A few things stand out:
- Native 9:16 portrait output — the first in the LTX family, trained on real portrait data. Actual results for Reels and Shorts, not cropped landscape footage.
- Sharper detail — a rebuilt VAE produces cleaner textures and edges across the full frame.
- Native audio sync — sound is generated alongside video, not added in post.
- Fast — roughly 18x the throughput of WAN 2.2 14B on H100s.
The text encoder upgrade is worth noting too. LTX 2.3 uses Gemma 3 12B Instruct, which means it interprets complex prompts — spatial layout, character actions, mood — in a single pass without confusion.
Setting Up LTX 2.3 in ComfyUI
You need ComfyUI v0.16 or later. LTX 2.3 nodes are built in natively — no extra custom node packs required.
Step 1: Update ComfyUI
Pull the latest version and reinstall requirements. Check the bottom-left of the interface to confirm v0.16+.
Step 2: Download the model
You need two files: the FP8-quantized checkpoint (~22GB, works on 16GB+ VRAM) and the Gemma 3 12B text encoder. Place them in models/checkpoints/ and models/text_encoders/ respectively.

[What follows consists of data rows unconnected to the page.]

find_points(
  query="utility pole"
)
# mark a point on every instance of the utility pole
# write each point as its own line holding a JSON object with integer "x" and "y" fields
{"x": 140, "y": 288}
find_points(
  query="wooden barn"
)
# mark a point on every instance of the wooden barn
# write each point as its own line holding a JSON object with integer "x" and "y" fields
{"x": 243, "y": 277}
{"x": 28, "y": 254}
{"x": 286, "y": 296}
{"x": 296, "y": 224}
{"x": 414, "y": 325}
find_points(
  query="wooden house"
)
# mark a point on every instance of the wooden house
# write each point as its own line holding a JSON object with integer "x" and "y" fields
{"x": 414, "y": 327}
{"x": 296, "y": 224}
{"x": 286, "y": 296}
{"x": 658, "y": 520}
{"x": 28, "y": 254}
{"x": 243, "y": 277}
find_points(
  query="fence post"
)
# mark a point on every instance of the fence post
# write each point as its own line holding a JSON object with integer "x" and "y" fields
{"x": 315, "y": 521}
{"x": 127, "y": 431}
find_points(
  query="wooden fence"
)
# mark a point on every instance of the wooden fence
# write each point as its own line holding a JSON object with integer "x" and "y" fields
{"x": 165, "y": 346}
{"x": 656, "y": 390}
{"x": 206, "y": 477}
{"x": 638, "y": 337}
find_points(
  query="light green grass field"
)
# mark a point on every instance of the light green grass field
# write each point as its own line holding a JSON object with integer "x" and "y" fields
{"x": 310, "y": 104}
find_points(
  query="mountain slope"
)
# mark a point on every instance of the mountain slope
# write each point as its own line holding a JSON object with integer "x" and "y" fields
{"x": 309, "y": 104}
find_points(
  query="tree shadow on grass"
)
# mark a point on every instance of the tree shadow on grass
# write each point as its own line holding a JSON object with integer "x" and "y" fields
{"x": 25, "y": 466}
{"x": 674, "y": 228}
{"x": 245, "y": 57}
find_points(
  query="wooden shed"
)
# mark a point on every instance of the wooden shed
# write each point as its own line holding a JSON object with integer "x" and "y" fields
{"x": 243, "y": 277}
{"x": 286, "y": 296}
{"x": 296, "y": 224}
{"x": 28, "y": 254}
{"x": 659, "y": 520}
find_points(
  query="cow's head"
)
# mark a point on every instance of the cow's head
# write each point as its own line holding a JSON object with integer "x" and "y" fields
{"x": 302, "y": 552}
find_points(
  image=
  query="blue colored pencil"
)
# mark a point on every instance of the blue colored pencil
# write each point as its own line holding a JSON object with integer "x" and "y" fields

huggingface-cli download Lightricks/LTX-2.3 \
--include "ltx-2.3-22b-dev-fp8.safetensors" \
--local-dir /path/to/ComfyUI/models/checkpoints/
Step 3: Load the official template
The fastest path is the ComfyUI Template Library. Go to Video > LTX-2.3 and load either the text-to-video or image-to-video workflow. You'll have a working pipeline in under two minutes.
The Settings That Matter
Most of the quality difference comes from three parameters:
- CFG scale: 5.5 — Don't go above 7. Higher CFG makes motion robotic and oversaturates colors.
- Scheduler: euler_ancestral — Produces the most natural-looking motion.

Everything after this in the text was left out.